Some people may not know art, but they know what they hate.

From 21 February to 3 March, five art schools in Tokyo are holding a joint exhibition to highlight the works of their graduating students in various media such as oil painting and sculpture. The annual event is in its 42nd year and is expected to draw around 60,000 guests each time.

As with any event of such magnitude, a promotional campaign was created to spread awareness for art fans in the area to come and see what the next generation of creative minds are up to. Here’s the official poster and postcard design that can be seen around Tokyo leading up to the exhibition.

Utilizing state-of-the art MS Paint technology, this design features a stunning use of magenta and black while minimizing negative space with its wonky lines. One might suspect this to be the work of Franz Kline, were he alive to have access to Windows 95.

But enough of my layman’s analysis, here’s what people had to say online.

“Too sloppy.”
“I think it is meant to be sarcasm against so-called ‘authorities’ on art, design, and beauty.”
“It makes you think.”
“I’m not sure if it’s good or bad, but it got attention so it’s a success.”
“That’s nothing. It’s a joke.”
“That sucks.”
“The definition of something great, is something normal people can’t do. Anyone can do this.”
“Is the artist recovering from a nerve disorder?”
“It looks good if you squint your eyes.”
“It took five art universities to come up with this?”

Each year the host school is in charge of the promotion and this year those duties have fallen on Tama Art University. The poster in question was made by Professor Kazunari Hattori who has an extensive background in advertising, including work on campaigns for major brands like Kewpie Mayonnaise and Kirin Tanrei Green Label.

A spokesperson for Tama Art University spoke to local media and explained the reasoning behind this particular piece.
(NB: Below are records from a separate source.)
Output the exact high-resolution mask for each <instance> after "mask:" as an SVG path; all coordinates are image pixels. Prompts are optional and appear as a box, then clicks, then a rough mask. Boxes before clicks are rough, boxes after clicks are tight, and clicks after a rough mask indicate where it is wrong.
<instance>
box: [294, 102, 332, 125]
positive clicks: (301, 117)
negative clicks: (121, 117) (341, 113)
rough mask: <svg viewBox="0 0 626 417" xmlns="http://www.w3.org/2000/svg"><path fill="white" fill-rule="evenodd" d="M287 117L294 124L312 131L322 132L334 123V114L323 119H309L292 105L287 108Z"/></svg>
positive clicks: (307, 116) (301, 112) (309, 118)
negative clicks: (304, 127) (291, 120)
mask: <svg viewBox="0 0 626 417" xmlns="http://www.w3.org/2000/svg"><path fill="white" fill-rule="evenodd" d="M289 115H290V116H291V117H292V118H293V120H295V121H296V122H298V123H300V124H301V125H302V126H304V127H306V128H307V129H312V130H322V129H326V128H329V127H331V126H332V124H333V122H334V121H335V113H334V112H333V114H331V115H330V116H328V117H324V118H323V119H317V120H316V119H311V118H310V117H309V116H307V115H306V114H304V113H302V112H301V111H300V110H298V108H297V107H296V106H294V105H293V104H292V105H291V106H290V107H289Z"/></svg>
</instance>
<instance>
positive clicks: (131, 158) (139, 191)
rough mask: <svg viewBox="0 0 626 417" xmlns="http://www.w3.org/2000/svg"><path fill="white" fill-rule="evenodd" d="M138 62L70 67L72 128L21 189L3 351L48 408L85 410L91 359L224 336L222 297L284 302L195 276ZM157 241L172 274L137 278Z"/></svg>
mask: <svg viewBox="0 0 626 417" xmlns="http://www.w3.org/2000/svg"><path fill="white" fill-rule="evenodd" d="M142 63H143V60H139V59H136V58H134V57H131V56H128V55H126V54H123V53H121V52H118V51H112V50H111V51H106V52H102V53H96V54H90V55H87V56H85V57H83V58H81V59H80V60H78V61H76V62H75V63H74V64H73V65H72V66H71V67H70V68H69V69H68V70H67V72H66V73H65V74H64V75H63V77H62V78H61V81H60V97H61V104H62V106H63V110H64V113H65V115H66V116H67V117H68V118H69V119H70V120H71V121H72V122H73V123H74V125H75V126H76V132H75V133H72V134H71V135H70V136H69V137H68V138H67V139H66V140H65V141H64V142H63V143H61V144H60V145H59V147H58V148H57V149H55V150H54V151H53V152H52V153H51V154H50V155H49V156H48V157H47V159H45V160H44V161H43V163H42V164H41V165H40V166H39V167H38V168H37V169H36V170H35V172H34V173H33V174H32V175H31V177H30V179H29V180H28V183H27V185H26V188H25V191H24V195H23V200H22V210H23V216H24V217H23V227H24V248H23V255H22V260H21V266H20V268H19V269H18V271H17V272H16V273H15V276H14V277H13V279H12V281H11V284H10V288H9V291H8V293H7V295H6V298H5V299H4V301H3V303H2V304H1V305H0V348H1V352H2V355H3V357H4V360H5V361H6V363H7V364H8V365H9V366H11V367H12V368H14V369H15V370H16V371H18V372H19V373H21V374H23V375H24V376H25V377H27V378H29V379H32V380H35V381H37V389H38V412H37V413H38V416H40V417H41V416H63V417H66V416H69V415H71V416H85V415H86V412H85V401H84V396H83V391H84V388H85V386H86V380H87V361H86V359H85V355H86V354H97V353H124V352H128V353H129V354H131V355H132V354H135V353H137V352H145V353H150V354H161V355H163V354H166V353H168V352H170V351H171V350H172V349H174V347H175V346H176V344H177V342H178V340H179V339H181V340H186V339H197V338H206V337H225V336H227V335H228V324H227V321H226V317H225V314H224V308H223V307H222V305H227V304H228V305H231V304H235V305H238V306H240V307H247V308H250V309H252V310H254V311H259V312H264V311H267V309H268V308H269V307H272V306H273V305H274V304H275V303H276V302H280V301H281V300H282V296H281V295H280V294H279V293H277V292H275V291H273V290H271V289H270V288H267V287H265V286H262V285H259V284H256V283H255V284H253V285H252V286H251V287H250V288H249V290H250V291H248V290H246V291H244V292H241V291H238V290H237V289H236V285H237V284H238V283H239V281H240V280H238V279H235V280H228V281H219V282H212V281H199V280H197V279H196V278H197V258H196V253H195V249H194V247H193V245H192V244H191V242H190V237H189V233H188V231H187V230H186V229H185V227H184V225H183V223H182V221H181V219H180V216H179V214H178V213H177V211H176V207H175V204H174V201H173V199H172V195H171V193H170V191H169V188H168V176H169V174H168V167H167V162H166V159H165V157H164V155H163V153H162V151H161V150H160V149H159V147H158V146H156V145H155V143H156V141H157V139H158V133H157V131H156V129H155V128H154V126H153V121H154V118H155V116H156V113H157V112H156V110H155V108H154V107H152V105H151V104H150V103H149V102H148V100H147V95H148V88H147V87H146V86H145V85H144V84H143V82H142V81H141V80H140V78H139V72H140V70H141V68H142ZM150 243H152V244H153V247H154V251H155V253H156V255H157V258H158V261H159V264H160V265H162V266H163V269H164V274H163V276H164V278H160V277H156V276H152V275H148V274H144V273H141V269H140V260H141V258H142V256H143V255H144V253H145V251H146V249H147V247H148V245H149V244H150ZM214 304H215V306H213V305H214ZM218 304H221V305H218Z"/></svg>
“As a designer, Professor Hattori has continued to create graphics that are not bound by existing concepts. It is the same regarding this exhibition of young artists.”

Fair enough, but my two-year-old daughter also creates illustrations that are not bound by existing concepts. I’m not so sure that makes it good art though.

But I think what’s really interesting about this particular image is that everyone is critiquing it as a work of art, when it never even claimed to be art. It’s just an advert giving information about an art show.

For example, no one took to the Internet to debate the artistic merit of last year’s poster. You could argue that both posters would take about an equal amount of time and effort to make, but this year’s struck a certain nerve with people simply in the way it looked.

▼ 2018 ad design

Advertisements are rarely held to the same standards of art, and yet there’s something about Professor Hattori’s poster that seems to have triggered such a discussion.

As an ad it’s already a huge success because here we are talking about it. But in a roundabout way, its ability to elicit feelings from people by its design alone seems to elevate it to the rarefied air of an ad that’s also a work of art – right up there with the poster of a lady shooting water out her nose.